Everywhere he stood down the lucerne last night is bruised dark green where the sweet damp juicy leaves are crushed and wadded. Apart from a path between his two points of destination, here and the house, no purpose can be read from these scattered tramplings in a field broken out, pristine and crystalline, in a heavy dew. What on earth was he doing, stamping round and round himself, a dog making a place to lie, or a game-bird flattening a nest with its breast. Only the cows are awake and sounding their long affirmative noises: mmm-mmmM-Mh! Up at the compound not even a thread of smoke. Still in the arms of their women. Widow-birds - idiotic popular name, what could be more male, in nature, than that assumption of an exaggerated tail of plumage - trail themselves low over the mealies, which are turning fields from green to curds as their tops flower all at exactly the same height. Not a whiff of the soapy bad breath of the river. There is absolutely no one. It’s his own place. No eyes keep watch on him. Like any healthy creature still in its prime, he squats privately in the sweet wet lucerne and has produced, with ease and not without pleasure (the cheroot unlit last night smoking past his nose) a steaming turd. The faint warm smell, out here in the open, is inoffensive as cow-dung. He kicks loose some earth and lucerne and buries this evidence of himself.
So we came out possessed of what sufficed us, we thinking that we possessed all things, that we were wise, that there was nothing we did not know ... We saw that, in fact, we black men came out without a single thing; we came out naked; we left everything behind, because we came out first. But as for white men ... we saw that we came out in a hurry; but they waited for all things, that they might not leave any behind.

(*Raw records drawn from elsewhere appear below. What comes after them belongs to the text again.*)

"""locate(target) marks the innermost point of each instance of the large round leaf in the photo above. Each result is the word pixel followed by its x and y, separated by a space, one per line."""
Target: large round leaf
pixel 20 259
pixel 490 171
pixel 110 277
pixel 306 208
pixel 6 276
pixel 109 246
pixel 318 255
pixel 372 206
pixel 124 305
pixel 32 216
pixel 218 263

Riding his bicycle without any particular destination, Izak stopped to see what the Indians were doing. It was one of the sons from the shop who was climbing the struts that supported their rainwater tank. They didn’t have a windmill like those at the farm, but there was that old well in the yard where the people used a hand-pump to get water. The Indian was going to paint the struts; a tin of paint was wedged in the angle formed by a couple of bars that formed an X on the way up, and he hung easily, when he’d chosen where to begin, feet balanced wide apart on a cross-piece, left hand round an upright while with the right he drew long strokes of red-brown down the bars. He was dressed like a white boy from town on a Sunday - Izak saw them when they came heading along the main road on their motorbikes — with rubber sandals held by a thong between the toes and tight cropped shorts of the kind that have a little metal buckle and built-in belt. He was naked above the waist and as he moved so did the chain with something gilt hanging from it that he wore on his breast. A little girl from the Indians’ house stood, immediately below, gazing up and asking questions and wouldn’t go away. They argued in their language until her brother or whatever he was pretended to hold out the brush to dribble paint on her, and she ran screaming and kicking her legs in long white socks. Izak could see him press up the muscles round his shoulder-blades and get on with the job. It was tricky to stub round the angles of the iron but he was doing quite well; Izak did not know why he should suddenly stop and climb down, feeling for his footholds and not missing one, and then walk all round the whole edifice, looking up at it.